In the last few days before we left Thanh Hoa last September, I asked Mr. Thanh to help me with some shopping. I really wanted a hammock. They are all over Vietnam, in all sorts of styles. In Hanoi, street vendors try to sell them to the Westerners–“Silk. Very nice. You buy only $20.” I never took them up on the offer because one, I think they were lying about the silk part and two, I wanted the green one with a stand.
Mr. Thanh drove me on his motorbike from one shop to another, our helmets perched, unbuckled, on our heads. We finally found a shop that carried them and Mr. Thanh asked the price. 250,000 VND. A good chunk of change in those parts. I couldn’t bargain with any grace, so I asked Mr. Thanh if he would ask her to take 150,000 VND. I remember he looked a little worried; they talked back and forth for a bit and he asked if I’d pay 200,000 VND. Of course, I would. So we exchanged cash for hammock and I climbed on to the back of his bike again, holding the hammock to my chest.
“Sorry, Miss Teresa,” he yelled to me.
Sorry for what, I wanted to know. He’d willingly driven me around town and bargained for me. What could I possibly be upset about?
“I am no good at buying. My wife, she is very good.”
He did a fine job of course, better than I would have ever been able to do with my rudimentary Vietnamese. When we left Vietnam, I used the hammock as a bumper in our suitcase then safely stashed it away into the closet for the next summer.

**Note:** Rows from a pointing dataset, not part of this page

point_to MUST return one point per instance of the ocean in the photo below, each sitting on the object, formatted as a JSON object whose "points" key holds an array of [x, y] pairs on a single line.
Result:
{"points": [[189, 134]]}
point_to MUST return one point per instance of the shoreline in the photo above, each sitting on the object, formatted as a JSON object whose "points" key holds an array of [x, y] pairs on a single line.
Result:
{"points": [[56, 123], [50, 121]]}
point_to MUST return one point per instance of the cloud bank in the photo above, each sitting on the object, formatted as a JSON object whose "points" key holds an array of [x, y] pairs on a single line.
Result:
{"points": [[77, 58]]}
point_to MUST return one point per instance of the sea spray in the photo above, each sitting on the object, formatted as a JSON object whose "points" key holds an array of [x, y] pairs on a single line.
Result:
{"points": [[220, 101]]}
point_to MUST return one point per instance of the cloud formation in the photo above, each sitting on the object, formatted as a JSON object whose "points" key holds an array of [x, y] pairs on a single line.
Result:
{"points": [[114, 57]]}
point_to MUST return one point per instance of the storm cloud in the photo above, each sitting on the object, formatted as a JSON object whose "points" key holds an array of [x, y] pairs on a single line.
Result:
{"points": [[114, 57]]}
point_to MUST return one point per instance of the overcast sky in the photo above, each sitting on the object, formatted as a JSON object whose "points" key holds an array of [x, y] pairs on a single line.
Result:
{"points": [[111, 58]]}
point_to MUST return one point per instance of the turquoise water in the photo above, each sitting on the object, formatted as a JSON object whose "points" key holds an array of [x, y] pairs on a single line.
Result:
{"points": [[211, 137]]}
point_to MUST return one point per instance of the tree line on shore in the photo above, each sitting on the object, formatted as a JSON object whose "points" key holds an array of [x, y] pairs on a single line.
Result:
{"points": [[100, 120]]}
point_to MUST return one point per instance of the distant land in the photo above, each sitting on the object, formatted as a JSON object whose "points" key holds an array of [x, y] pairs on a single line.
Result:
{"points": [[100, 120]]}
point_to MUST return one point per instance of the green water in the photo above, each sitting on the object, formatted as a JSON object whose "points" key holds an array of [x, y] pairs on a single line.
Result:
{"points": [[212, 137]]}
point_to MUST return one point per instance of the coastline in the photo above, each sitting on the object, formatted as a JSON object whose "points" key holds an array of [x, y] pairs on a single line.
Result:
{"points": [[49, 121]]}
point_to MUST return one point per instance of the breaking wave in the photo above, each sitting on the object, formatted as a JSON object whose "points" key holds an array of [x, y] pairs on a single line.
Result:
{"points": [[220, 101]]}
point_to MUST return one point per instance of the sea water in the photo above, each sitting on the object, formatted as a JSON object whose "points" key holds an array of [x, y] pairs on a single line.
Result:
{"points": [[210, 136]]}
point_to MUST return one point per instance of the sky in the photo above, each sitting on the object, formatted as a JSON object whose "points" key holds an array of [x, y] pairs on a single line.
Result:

Well that next summer has come and nearly gone without the hammock. Our yard, while it is full of trees is even overtaken by wayward plants and there was nowhere to hang it.
“Let me get the yard taken care of first” is what I told my daughter every time she asked about hanging it up. I had every intention to do so.
But the weeding took more work than I ever expected (60+hours later, it still is nowhere near done)and school started two weeks ago without the hammock being hung.
She asked about it again last Sunday and in a crazy moment, I figured why not. There are no trees to hang it from, no where for me to use it, but she’s little enough we can just hang it on the deck. So I did.
I watched some YouTube videos, practiced a couple of times with the knots and struck out to finally get the hammock up. It turned out just well enough to use it for another week or two, before the Oregon rains really start. And we’re both happy about it.